Menariknya, aktivitas berpikir tersebut hanya meningkatkan pembakaran energi sekitar tiga kalori. Artinya, rasa lapar yang muncul tidak semata-mata karena banyaknya energi yang digunakan oleh otak.
Stres Mental Juga Berperan
Selain perubahan metabolisme, faktor psikologis juga memiliki pengaruh besar terhadap nafsu makan. Ketika seseorang mengalami tekanan atau kelelahan mental, tubuh akan memproduksi hormon kortisol.
Hormon stres ini diketahui dapat meningkatkan keinginan mengonsumsi makanan, terutama makanan tinggi gula dan karbohidrat.
Tidak heran apabila banyak orang mencari minuman manis, kopi, atau makanan ringan ketika sedang menghadapi ujian, menyusun laporan, atau memikirkan persoalan yang rumit.
National Institutes of Health di Amerika Serikat juga menjelaskan bahwa stres psikologis dapat memengaruhi sistem pengaturan nafsu makan manusia. Dengan demikian, rasa lapar yang muncul saat banyak pikiran merupakan perpaduan antara faktor biologis dan psikologis.
Kehidupan Modern Membuat Otak Sulit Beristirahat
Di era digital, manusia menghadapi tekanan yang semakin kompleks. Informasi datang tanpa henti melalui telepon genggam, media sosial, dan berbagai tuntutan pekerjaan.
Tidak sedikit orang yang harus memikirkan banyak hal dalam waktu bersamaan. Kondisi ini membuat otak bekerja hampir tanpa jeda.
Akibatnya, kelelahan mental menjadi semakin umum terjadi. Dalam jangka panjang, kondisi tersebut dapat memengaruhi pola makan dan meningkatkan risiko berbagai gangguan kesehatan.
Jika tidak diimbangi dengan pola hidup yang sehat, kebiasaan makan akibat stres dapat memicu obesitas, diabetes, dan berbagai penyakit metabolik lainnya.

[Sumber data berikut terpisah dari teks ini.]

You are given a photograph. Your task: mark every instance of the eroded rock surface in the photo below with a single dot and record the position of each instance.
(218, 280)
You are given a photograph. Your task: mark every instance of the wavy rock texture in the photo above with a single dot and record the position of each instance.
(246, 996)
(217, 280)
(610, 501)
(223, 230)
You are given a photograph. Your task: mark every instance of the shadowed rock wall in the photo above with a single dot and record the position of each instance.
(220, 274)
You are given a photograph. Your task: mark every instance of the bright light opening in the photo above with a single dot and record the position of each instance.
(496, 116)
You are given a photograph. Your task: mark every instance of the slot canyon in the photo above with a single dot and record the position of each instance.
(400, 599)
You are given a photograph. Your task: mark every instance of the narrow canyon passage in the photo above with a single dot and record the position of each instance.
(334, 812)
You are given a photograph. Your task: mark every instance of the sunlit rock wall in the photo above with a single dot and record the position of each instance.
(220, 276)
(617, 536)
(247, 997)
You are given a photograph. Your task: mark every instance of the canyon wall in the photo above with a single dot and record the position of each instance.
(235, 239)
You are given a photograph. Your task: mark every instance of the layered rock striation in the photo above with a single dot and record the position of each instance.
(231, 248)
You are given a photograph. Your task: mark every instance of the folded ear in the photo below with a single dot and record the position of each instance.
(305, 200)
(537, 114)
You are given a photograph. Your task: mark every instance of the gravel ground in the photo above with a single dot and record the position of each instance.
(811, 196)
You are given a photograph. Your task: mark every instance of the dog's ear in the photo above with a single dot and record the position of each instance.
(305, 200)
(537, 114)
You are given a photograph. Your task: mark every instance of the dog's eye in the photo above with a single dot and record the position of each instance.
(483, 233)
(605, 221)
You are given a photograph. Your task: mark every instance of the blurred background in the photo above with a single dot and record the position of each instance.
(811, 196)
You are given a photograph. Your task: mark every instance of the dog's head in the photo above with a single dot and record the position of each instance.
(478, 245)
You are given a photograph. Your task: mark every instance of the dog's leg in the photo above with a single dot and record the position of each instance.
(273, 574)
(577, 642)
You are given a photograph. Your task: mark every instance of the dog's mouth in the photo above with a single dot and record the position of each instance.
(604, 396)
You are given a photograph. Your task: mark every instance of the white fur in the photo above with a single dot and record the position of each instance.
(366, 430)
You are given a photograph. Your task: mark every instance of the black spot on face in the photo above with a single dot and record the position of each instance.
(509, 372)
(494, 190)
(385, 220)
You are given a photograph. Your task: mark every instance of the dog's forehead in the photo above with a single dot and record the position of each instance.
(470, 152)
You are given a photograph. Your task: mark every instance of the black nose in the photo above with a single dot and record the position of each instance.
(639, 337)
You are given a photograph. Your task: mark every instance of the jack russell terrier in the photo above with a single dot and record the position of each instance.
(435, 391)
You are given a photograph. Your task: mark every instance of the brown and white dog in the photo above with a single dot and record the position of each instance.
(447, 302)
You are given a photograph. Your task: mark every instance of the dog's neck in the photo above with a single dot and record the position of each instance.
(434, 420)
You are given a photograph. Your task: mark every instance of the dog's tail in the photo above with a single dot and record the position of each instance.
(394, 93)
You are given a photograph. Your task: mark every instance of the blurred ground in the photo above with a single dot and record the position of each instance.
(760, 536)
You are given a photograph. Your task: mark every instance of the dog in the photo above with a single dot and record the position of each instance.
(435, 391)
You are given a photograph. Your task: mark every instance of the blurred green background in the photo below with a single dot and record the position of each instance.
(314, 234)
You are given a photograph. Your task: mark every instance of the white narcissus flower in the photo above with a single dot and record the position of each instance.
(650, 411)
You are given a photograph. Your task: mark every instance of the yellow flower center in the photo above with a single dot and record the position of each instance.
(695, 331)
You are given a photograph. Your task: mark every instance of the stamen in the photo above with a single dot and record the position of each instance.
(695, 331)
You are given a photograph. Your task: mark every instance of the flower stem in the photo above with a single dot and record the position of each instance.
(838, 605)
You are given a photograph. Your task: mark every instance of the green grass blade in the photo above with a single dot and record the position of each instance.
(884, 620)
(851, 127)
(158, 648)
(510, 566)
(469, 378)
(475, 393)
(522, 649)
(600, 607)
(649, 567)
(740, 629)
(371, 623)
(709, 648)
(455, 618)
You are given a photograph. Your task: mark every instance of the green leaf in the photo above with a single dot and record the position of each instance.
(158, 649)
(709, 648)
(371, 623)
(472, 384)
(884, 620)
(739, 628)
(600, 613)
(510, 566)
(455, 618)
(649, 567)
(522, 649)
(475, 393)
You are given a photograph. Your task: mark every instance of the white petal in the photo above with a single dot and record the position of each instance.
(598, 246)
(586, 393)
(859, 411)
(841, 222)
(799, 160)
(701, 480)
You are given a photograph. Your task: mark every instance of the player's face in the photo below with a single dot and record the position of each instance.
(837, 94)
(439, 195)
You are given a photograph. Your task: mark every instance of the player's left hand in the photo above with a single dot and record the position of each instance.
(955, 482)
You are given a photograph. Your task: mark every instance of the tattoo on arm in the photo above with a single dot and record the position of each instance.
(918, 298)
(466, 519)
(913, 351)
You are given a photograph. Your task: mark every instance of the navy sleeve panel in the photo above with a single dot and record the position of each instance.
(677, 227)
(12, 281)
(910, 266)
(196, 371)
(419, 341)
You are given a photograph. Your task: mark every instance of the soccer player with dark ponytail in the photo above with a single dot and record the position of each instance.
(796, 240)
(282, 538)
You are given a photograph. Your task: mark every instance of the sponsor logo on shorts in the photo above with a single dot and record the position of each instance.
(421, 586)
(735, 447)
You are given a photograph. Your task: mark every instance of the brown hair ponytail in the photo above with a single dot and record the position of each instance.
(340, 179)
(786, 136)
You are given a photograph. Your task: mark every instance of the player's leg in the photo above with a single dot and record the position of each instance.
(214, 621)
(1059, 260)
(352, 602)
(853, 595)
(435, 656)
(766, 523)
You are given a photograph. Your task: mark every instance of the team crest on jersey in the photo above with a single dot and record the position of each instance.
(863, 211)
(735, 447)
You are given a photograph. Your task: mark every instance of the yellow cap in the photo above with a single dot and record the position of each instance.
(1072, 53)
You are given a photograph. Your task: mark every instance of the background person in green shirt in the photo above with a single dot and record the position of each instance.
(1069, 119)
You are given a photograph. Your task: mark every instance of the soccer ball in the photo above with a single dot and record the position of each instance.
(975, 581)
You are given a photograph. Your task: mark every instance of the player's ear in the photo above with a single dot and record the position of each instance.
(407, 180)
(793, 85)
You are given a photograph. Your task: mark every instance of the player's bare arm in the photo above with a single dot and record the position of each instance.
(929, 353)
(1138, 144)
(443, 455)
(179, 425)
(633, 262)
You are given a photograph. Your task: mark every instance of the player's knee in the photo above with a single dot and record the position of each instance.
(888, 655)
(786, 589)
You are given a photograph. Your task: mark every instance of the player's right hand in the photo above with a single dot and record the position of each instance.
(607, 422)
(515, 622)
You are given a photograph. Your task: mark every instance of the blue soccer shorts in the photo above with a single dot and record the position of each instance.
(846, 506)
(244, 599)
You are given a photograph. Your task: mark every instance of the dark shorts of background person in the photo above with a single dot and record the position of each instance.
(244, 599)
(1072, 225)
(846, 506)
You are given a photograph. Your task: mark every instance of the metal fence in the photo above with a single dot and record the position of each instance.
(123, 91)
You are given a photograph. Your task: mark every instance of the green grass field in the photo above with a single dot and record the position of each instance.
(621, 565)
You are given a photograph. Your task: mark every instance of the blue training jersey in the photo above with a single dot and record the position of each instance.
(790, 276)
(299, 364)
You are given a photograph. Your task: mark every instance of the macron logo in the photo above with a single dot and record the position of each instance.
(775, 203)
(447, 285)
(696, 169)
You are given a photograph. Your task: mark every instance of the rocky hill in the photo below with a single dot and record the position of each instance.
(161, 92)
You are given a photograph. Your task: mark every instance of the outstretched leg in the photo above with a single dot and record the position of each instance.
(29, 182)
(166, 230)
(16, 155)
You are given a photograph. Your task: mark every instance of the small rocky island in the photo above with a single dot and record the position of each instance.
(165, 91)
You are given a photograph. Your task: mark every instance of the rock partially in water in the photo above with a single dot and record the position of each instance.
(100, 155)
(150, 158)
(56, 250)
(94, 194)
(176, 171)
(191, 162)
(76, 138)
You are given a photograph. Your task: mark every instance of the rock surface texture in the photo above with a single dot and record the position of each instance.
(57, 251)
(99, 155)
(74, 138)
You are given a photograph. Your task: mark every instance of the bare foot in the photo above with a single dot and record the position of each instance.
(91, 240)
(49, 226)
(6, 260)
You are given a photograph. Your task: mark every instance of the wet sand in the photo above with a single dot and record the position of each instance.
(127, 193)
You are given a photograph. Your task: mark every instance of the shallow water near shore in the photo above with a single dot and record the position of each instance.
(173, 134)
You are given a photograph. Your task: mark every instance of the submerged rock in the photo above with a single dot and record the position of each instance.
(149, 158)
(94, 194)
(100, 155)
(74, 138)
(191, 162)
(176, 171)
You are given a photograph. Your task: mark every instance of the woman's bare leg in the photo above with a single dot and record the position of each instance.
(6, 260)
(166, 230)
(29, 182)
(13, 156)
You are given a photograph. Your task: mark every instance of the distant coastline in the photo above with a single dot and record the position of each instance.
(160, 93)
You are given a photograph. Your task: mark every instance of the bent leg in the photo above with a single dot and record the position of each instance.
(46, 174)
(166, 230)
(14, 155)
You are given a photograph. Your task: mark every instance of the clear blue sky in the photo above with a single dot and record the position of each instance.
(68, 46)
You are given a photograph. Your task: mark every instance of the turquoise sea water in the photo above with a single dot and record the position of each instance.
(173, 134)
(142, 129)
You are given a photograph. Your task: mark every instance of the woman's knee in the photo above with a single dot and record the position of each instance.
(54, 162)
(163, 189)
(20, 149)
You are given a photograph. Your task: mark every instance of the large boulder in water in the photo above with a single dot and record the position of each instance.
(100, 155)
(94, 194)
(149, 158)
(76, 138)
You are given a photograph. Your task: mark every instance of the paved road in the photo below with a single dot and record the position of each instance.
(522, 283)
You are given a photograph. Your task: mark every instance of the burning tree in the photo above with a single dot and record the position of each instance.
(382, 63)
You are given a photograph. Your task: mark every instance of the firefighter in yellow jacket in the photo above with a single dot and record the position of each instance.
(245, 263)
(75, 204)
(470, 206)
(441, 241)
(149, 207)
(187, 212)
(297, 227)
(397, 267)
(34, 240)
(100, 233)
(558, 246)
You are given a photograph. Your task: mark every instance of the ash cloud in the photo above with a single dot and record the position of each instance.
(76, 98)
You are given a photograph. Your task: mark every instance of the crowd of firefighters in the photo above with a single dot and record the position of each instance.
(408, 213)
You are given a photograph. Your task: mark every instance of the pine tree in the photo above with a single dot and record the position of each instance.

Menjaga Keseimbangan Tubuh dan Pikiran
Fenomena ini menunjukkan bahwa kesehatan mental dan kesehatan fisik memiliki hubungan yang sangat erat. Karena itu, menjaga pola hidup sehat menjadi hal yang penting.
Istirahat yang cukup, olahraga secara rutin, serta mengatur waktu kerja dan belajar dapat membantu tubuh mengendalikan rasa lapar yang terjadi karena tekanan mental.
Memilih makanan bergizi dan menghindari kebiasaan mengonsumsi camilan secara berlebihan juga menjadi langkah yang penting untuk menjaga kesehatan.
Kesibukan memang tidak dapat kita hindari. Namun, manusia tetap membutuhkan waktu untuk beristirahat agar tubuh dan pikiran dapat bekerja secara seimbang.
Bukan Sekadar Perasaan
Pada akhirnya, rasa lapar setelah banyak berpikir ternyata bukan sekadar sugesti atau mitos yang diwariskan dari generasi ke generasi. Berbagai penelitian menunjukkan bahwa aktivitas mental yang berat memang dapat memengaruhi nafsu makan seseorang.
Karena itu, ketika seseorang mengaku lapar setelah belajar atau memikirkan banyak hal, kondisi tersebut sebenarnya merupakan respons alami tubuh manusia.
Kami berpandangan bahwa semakin kompleks kehidupan modern, semakin penting pula bagi manusia untuk memahami cara kerja tubuhnya sendiri. Sebab menjaga kesehatan tidak hanya berkaitan dengan aktivitas fisik, tetapi juga bagaimana kita merawat pikiran yang setiap hari bekerja tanpa henti.